Ha detto che la formazione ha permesso agli insegnanti di fare domande sulle situazioni che riconoscono, di condividere le loro esperienze in uno spazio sicuro, di esplorare il motivo per cui certi modi di reagire aiutano o non aiutano, come sono pericolosi, perché l’ironia o il sarcasmo non dovrebbero essere usati in risposta a un comportamento umiliante, e che questo può sembrare un comportamento umiliante per molti bambini.
Insegnanti, genitori e professionisti della scuola, lavorando insieme, possono creare un ambiente più sicuro per gli adolescenti, prevenire il bullismo e fornire supporto.
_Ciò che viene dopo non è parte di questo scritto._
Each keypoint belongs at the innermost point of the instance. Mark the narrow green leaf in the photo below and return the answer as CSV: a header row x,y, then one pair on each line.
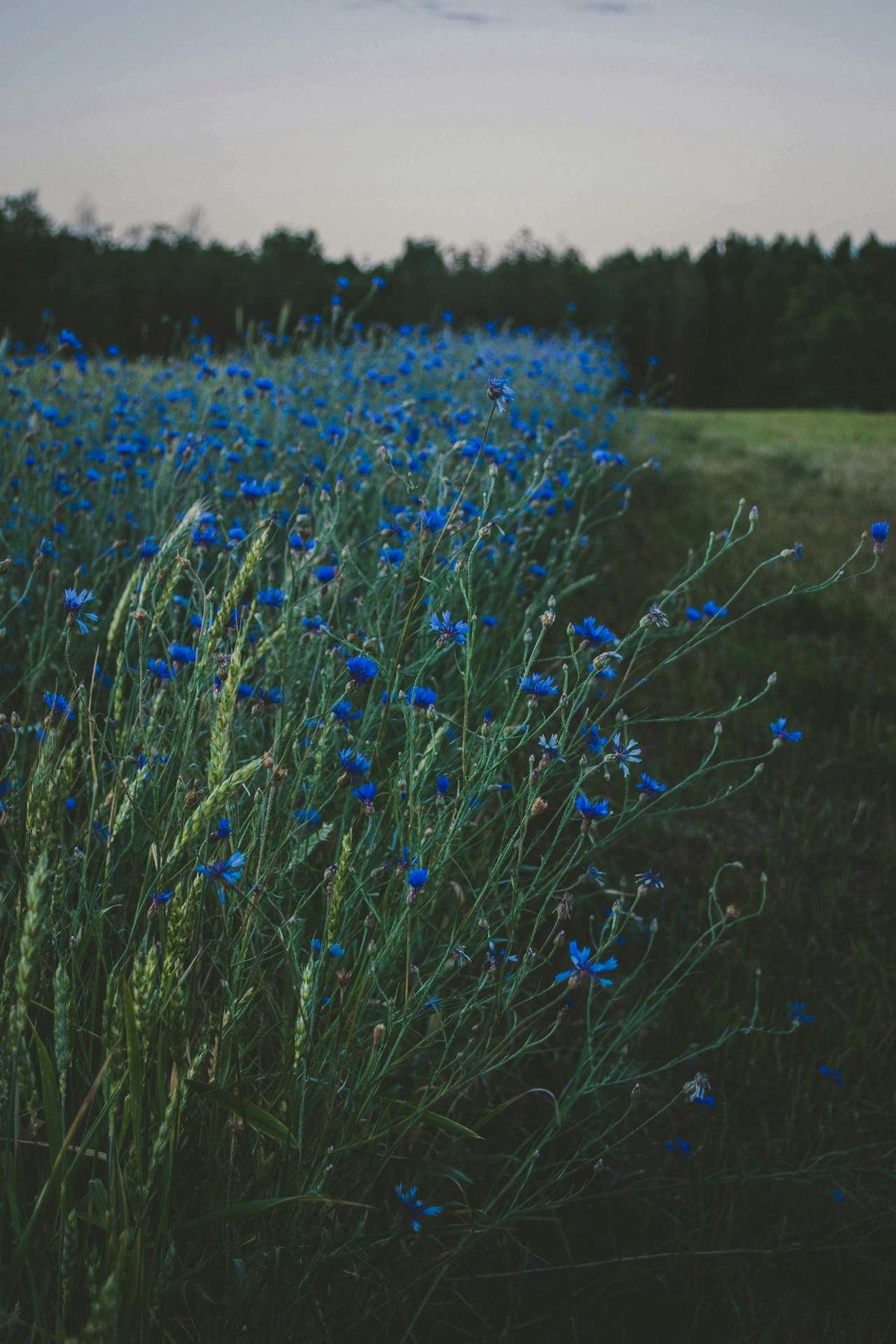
x,y
247,1110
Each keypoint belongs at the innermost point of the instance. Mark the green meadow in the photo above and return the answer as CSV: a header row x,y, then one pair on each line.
x,y
447,862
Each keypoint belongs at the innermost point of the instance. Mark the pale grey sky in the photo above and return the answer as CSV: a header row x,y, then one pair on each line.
x,y
601,125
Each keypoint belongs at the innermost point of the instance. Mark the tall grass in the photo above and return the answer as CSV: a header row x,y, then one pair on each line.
x,y
328,967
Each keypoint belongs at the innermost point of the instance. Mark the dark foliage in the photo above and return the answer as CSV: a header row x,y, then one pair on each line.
x,y
744,324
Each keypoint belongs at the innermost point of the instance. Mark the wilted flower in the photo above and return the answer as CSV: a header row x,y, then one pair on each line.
x,y
585,965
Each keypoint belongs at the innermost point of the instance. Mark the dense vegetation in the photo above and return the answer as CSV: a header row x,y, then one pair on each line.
x,y
370,797
744,324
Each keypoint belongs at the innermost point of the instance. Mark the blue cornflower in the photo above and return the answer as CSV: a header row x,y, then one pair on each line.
x,y
500,393
649,880
781,734
366,793
308,816
58,706
448,629
536,683
415,1207
354,762
160,670
595,741
625,753
421,697
361,668
551,747
591,808
594,633
272,597
75,604
496,956
223,871
583,964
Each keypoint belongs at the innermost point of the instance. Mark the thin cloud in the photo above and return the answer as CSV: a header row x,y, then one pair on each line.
x,y
476,20
610,7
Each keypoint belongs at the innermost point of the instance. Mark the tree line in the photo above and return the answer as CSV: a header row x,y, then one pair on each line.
x,y
744,323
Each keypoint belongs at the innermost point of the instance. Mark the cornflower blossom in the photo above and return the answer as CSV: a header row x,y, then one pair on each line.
x,y
354,762
421,697
585,967
697,1088
225,871
417,880
551,747
448,631
308,816
591,808
593,633
415,1207
496,956
625,753
680,1145
58,706
595,741
780,732
500,393
649,880
366,793
538,683
74,604
711,609
361,668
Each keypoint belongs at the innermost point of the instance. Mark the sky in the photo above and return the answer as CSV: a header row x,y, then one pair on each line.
x,y
595,124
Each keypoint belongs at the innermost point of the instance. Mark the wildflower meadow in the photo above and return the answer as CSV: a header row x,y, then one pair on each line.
x,y
355,936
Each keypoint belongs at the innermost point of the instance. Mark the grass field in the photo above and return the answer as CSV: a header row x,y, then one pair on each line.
x,y
795,1166
289,874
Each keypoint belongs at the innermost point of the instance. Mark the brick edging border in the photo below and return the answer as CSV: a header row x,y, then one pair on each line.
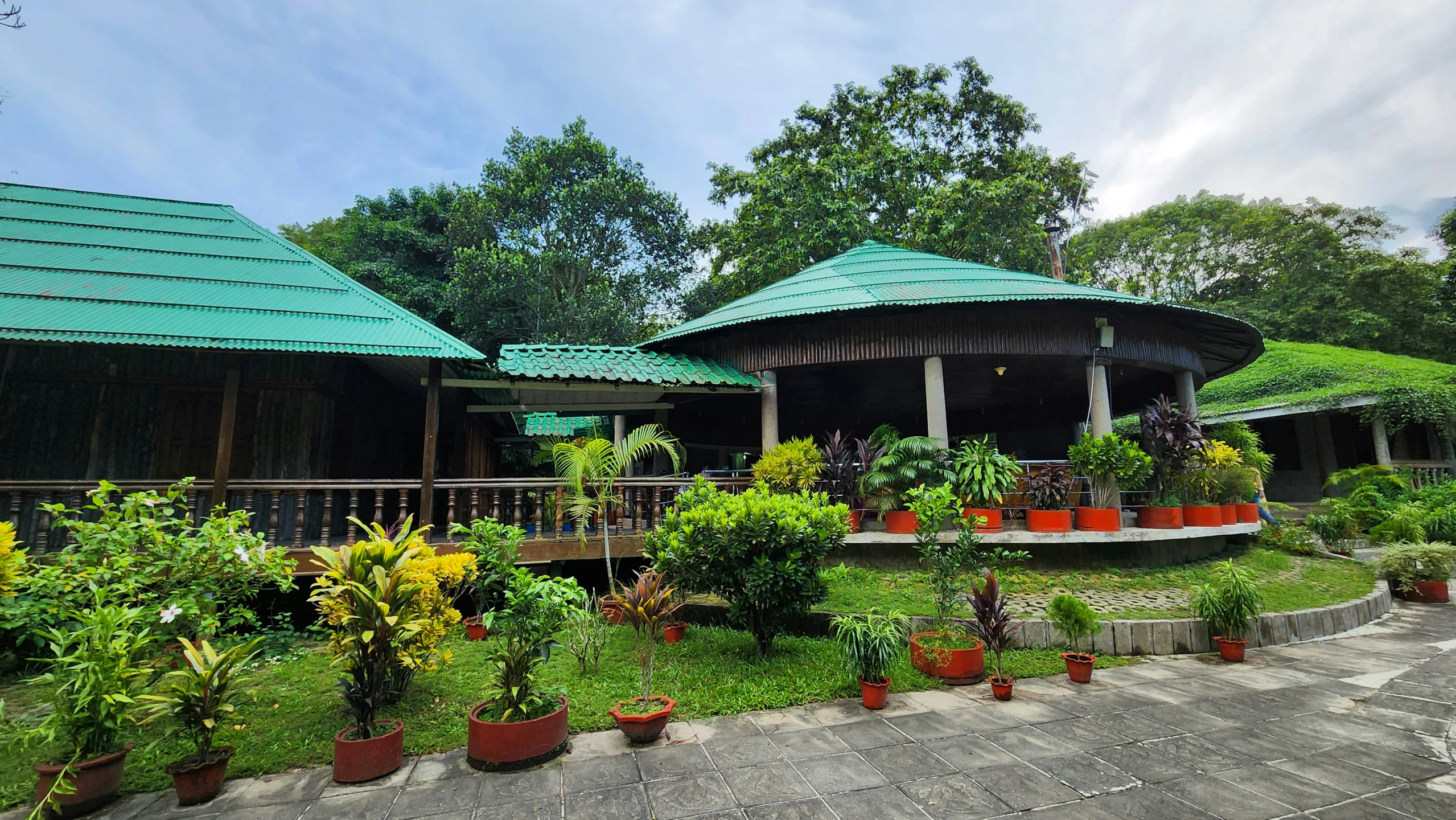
x,y
1188,636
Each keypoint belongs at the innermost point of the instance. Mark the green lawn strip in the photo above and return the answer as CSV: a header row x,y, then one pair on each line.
x,y
290,708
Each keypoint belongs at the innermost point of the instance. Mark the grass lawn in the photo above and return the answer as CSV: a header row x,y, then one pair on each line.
x,y
1288,581
290,710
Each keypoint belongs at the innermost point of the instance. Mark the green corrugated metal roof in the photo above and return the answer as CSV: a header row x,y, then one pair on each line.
x,y
603,363
80,267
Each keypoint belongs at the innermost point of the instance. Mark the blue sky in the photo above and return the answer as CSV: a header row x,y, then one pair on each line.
x,y
289,111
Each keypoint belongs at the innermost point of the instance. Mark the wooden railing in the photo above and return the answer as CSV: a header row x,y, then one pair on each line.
x,y
305,513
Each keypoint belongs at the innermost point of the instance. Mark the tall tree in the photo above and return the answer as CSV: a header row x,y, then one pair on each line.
x,y
912,162
565,241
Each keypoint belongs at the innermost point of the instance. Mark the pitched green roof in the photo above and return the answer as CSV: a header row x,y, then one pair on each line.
x,y
602,363
80,267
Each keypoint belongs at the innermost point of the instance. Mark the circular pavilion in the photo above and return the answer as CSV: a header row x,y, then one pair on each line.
x,y
947,348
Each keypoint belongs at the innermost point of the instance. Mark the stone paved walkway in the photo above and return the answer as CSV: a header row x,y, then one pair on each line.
x,y
1358,727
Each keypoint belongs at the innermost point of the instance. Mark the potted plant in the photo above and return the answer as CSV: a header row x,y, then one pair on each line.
x,y
1112,464
1227,605
993,627
647,606
367,599
97,675
954,657
1418,571
1075,620
519,723
1050,491
982,477
1173,439
199,696
907,462
871,643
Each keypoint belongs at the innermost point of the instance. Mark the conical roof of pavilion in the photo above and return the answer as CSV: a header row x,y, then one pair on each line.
x,y
877,277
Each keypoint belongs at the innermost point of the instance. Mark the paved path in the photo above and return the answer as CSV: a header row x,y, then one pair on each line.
x,y
1358,727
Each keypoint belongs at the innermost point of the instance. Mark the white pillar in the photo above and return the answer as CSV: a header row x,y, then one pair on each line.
x,y
1187,401
1382,442
769,398
935,424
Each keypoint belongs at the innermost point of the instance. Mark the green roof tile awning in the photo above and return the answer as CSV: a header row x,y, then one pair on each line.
x,y
104,268
602,363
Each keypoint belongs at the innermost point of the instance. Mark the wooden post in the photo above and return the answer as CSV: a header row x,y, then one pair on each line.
x,y
225,433
427,471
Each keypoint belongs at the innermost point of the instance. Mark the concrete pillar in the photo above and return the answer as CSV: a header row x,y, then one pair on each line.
x,y
769,403
1186,393
1382,442
935,424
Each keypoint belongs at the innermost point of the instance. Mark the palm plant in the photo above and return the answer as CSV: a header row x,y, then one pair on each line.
x,y
593,468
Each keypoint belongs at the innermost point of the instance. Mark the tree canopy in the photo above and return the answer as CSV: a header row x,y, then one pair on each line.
x,y
912,162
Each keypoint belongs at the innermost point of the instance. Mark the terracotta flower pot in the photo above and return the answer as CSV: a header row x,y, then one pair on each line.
x,y
1100,519
873,695
1079,666
95,781
1231,649
200,780
1203,516
900,522
1426,592
1001,686
993,519
956,667
490,743
643,729
359,761
1049,520
1159,518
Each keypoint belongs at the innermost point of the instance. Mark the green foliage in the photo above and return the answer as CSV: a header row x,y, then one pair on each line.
x,y
1407,563
906,464
792,466
142,551
983,474
871,643
1112,462
200,694
1074,618
912,162
759,551
1229,601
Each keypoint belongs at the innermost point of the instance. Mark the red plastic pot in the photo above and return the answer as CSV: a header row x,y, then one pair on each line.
x,y
1100,519
199,781
956,667
1159,518
873,695
1203,516
1232,650
1001,686
359,761
490,743
993,519
1049,520
643,729
900,522
1079,666
95,781
1426,592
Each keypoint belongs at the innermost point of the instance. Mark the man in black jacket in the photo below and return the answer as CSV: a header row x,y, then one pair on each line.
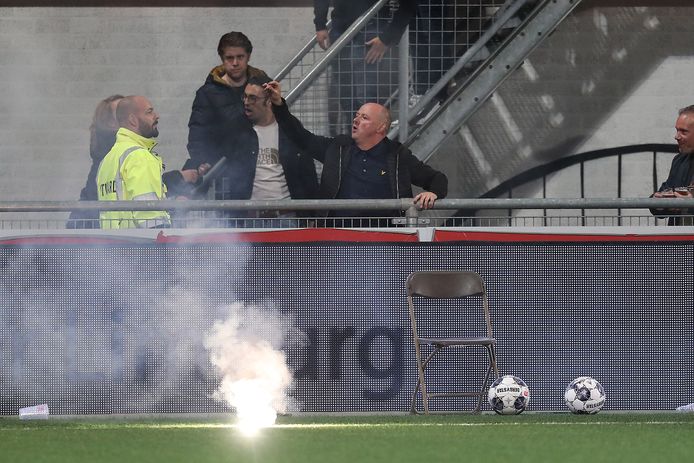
x,y
681,173
366,165
218,109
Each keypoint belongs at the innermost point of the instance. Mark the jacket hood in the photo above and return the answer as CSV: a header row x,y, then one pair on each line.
x,y
217,72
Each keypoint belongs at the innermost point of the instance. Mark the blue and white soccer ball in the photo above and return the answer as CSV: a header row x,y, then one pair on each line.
x,y
584,395
508,395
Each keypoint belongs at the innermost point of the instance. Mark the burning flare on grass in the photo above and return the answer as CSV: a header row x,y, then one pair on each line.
x,y
245,349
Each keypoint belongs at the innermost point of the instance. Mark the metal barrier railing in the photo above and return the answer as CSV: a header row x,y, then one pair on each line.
x,y
535,212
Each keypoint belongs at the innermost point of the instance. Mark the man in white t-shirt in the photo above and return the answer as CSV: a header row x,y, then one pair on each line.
x,y
281,170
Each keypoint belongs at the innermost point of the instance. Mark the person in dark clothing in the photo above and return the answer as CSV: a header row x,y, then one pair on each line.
x,y
101,139
681,174
360,73
218,110
366,165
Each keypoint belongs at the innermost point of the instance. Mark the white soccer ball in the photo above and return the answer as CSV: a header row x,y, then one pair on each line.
x,y
508,395
584,395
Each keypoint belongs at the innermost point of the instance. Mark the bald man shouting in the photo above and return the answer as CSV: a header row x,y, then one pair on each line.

Per il secondo anno consecutivo, Head & Shoulders sta conducendo una campagna sociale denominata “Facciamo quadrare le spalle” per prevenire il bullismo.
I fondi raccolti dalla campagna saranno utilizzati per fornire una formazione sulla risposta al bullismo agli insegnanti e al personale scolastico delle scuole lituane. La formazione sarà impartita da specialisti di Childline.